Diplomatie

Maroc-UK : la diplomatie du Global Britain !

La nouvelle politique étrangère du Royaume-Uni considère le Maroc comme un allié stratégique. Tour d’horizon d’une coopération géopolitique et géoéconomique.

Le Brexit a été le point de départ de cette nouvelle politique étrangère du Royaume-Uni. En effet, depuis cette date historique, le pays a redéfini ses objectifs plus larges en matière de politique étrangère et d’action au-delà de l’Europe.

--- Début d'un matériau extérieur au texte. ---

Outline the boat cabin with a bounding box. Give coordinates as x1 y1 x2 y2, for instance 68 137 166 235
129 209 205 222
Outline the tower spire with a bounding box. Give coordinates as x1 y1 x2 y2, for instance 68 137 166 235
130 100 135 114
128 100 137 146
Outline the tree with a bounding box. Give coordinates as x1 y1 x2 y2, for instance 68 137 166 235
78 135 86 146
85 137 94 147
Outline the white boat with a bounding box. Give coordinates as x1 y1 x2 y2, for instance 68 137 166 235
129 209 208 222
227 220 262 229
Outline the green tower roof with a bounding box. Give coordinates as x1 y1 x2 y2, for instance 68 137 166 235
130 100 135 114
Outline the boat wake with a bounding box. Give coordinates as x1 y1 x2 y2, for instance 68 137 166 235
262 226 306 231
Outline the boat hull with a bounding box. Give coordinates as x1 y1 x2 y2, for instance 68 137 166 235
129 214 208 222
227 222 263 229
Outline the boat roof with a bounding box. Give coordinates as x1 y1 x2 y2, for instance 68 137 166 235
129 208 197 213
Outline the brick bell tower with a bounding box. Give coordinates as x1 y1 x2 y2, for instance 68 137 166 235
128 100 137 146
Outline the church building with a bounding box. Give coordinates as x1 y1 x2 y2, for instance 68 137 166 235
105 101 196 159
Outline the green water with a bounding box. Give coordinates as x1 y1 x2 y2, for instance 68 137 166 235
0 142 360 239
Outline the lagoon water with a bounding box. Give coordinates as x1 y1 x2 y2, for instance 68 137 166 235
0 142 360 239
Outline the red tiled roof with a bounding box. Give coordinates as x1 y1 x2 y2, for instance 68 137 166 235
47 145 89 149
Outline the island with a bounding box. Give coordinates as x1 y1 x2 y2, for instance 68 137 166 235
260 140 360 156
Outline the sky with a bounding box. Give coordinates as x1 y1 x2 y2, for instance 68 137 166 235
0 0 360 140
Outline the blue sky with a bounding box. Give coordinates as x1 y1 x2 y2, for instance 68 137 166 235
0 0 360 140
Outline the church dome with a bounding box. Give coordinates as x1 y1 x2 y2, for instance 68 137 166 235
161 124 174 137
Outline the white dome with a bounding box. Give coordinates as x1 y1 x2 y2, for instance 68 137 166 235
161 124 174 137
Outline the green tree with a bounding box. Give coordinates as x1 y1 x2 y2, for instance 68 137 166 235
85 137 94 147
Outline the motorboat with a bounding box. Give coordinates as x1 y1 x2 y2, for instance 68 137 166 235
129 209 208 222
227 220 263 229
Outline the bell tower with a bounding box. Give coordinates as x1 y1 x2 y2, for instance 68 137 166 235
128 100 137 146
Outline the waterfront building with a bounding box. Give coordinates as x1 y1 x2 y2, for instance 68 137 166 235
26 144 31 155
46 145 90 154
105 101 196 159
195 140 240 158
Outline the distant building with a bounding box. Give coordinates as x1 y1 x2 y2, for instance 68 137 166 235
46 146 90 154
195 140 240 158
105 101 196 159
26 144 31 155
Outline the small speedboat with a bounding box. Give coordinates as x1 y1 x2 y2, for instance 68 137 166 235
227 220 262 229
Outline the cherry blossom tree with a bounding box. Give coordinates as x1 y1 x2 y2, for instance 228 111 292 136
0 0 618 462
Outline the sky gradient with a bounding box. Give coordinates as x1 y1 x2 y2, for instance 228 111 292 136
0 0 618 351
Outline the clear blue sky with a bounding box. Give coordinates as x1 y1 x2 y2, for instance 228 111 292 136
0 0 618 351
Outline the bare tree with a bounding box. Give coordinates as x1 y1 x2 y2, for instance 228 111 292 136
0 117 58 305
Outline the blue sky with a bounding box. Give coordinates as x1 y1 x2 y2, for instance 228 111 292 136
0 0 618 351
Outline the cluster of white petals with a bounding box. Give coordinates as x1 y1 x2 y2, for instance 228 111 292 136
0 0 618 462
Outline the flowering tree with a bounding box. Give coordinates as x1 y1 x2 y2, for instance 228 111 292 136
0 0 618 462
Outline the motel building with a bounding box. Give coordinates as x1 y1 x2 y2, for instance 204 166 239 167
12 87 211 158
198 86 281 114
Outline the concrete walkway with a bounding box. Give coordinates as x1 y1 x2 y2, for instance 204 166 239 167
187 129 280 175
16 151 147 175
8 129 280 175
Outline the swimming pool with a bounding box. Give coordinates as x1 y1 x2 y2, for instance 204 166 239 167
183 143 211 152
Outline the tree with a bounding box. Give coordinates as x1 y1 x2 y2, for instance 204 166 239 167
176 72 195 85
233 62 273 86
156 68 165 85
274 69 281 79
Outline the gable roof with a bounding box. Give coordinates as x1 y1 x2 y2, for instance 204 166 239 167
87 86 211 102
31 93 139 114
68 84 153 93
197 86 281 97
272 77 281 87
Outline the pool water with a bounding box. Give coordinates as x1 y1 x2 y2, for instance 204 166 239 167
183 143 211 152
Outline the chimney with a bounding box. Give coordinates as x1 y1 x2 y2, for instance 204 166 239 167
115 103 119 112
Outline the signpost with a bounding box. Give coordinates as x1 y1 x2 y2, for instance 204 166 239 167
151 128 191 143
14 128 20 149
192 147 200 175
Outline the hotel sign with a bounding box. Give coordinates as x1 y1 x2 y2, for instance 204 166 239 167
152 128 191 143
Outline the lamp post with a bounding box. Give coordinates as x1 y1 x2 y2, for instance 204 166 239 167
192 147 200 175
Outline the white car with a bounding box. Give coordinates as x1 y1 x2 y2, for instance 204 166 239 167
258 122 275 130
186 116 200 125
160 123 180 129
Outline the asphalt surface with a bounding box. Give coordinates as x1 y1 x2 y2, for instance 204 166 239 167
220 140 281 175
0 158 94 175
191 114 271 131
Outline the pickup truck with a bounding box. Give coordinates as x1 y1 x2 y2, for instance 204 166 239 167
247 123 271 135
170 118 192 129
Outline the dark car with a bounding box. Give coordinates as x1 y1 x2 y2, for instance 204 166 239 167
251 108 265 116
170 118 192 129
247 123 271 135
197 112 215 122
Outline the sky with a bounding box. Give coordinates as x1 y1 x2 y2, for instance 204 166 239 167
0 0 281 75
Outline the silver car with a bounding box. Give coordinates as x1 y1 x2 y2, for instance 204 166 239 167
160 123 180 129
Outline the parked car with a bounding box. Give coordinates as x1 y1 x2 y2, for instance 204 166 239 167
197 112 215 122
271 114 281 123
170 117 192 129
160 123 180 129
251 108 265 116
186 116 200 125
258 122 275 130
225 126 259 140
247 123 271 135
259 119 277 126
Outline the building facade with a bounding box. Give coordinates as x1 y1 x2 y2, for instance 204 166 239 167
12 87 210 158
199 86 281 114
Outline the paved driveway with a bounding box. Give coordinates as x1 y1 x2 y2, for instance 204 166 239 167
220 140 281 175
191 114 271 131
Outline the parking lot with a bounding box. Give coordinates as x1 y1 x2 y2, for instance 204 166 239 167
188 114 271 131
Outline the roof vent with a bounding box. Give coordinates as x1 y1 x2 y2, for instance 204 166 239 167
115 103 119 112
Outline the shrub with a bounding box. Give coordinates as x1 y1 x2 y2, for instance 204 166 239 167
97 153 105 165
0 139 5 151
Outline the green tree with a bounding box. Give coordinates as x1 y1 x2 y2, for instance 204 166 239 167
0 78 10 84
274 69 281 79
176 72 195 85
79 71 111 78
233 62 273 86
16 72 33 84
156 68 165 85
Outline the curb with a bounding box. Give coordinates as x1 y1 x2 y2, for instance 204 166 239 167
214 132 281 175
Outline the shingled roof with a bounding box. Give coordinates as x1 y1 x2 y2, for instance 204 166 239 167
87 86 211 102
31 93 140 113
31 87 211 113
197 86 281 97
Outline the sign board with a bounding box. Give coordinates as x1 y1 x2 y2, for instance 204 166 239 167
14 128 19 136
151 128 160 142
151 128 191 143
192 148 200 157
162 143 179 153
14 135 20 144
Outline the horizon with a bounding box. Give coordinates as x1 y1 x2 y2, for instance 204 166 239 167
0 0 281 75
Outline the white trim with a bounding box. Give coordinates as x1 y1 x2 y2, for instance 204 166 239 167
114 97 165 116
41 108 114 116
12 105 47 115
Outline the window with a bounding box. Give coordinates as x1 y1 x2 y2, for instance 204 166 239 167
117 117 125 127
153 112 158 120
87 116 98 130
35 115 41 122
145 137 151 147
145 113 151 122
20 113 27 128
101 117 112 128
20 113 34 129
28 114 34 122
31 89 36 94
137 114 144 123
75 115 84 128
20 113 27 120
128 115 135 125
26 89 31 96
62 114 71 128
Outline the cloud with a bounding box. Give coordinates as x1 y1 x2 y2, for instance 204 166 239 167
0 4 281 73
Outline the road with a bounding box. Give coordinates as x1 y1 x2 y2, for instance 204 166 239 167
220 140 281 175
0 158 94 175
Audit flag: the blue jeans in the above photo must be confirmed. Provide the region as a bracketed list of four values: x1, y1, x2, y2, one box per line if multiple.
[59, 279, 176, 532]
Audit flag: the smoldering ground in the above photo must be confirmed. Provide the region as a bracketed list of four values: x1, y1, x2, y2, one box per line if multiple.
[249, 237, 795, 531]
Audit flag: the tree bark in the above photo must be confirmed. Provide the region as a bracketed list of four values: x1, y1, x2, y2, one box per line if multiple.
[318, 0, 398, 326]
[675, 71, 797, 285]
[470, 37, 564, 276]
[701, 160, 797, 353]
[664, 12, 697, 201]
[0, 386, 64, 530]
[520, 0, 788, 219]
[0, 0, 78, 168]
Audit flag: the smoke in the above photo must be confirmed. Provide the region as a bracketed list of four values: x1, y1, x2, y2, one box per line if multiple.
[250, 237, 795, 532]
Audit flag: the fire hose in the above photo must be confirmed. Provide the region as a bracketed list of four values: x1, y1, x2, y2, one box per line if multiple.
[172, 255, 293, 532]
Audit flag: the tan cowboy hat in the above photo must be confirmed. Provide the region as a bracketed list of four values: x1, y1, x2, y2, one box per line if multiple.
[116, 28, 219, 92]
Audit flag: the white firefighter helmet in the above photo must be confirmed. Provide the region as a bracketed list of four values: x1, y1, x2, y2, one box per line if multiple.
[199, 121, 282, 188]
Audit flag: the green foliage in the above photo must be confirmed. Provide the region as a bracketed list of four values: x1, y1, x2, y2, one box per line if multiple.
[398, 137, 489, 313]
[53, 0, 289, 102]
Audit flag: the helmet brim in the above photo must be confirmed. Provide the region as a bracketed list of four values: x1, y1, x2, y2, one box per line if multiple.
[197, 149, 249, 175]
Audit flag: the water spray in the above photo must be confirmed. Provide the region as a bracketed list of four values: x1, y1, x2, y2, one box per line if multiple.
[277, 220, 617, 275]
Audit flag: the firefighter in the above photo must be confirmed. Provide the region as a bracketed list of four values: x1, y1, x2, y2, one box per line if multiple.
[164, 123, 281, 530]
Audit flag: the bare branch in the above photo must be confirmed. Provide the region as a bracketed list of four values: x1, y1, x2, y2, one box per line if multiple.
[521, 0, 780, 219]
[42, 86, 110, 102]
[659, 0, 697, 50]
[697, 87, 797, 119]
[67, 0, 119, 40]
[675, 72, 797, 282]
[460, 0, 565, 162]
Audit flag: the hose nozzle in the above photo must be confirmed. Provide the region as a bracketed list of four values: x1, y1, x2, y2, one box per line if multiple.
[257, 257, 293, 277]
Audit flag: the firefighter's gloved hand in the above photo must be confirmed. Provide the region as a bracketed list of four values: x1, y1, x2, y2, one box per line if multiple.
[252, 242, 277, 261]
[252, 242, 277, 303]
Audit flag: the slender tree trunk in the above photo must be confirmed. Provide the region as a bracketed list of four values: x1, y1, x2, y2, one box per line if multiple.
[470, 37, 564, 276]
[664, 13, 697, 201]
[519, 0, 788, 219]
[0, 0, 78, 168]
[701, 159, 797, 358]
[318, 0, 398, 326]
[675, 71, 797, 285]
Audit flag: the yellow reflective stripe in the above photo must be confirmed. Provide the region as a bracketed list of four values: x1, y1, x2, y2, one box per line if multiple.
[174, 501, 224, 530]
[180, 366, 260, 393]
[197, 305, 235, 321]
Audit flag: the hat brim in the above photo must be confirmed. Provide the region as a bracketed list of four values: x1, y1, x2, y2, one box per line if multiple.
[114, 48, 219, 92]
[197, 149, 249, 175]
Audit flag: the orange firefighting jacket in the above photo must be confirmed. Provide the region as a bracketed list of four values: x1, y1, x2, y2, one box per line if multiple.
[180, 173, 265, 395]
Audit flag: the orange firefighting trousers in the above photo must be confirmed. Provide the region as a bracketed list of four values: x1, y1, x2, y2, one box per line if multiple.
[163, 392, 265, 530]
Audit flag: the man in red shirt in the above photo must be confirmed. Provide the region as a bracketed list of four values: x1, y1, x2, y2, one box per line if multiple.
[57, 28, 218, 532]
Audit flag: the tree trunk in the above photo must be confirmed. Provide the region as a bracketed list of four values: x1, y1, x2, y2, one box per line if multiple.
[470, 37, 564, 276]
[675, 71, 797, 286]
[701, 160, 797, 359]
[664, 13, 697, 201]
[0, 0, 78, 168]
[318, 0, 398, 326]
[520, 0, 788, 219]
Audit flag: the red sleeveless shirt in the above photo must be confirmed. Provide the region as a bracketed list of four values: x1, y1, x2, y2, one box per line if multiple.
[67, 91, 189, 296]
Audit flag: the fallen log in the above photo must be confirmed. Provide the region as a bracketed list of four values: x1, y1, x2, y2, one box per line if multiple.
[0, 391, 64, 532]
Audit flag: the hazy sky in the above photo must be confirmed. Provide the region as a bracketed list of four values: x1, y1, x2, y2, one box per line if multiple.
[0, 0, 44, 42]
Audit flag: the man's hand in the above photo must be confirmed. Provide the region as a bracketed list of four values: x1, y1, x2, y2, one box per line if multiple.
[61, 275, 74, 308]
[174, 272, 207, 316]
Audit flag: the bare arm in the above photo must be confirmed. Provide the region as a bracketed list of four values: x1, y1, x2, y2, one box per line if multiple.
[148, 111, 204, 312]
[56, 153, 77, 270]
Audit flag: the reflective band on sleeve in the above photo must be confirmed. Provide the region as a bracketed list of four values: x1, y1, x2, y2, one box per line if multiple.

Les mémoires se souviennent du fameux discours du 2 février 2020 de Boris Johnson, où il présentait le « Global Britain », cet ambitieux programme fixant les objectifs du gouvernement à l’horizon 2030. Un épais document portant sur la sécurité, la défense, le développement et la politique étrangère, présenté par lui-même comme « le plus important exercice de géopolitique depuis la Guerre froide ». Dans un de ses rapports récents, l’Institut marocain d’intelligence stratégique (IMIS) s’est penché sur cette nouvelle diplomatie en analysant son volet africain.

« L’Afrique de l’Ouest, comme vu précédemment, occupe un rôle pivot pour la nouvelle stratégie de Global Britain du Royaume-Uni. Le continent offre en effet des ressources énergétiques prometteuses et rassemble des perspectives d’investissement particulièrement attractives, malgré un coût du risque, notamment en matière de financement, qui reste surévalué selon de nombreux experts, dont certains spécialistes de la Banque de France. Dans ce cadre, le Royaume du Maroc, jouissant à la fois de la stabilité macroéconomique, institutionnelle et d’une ouverture commerciale inédite dans la région, dispose de plusieurs atouts pour se positionner en tant qu’interface privilégiée entre le Royaume-Uni et le continent africain », expliquent les experts de l’IMIS.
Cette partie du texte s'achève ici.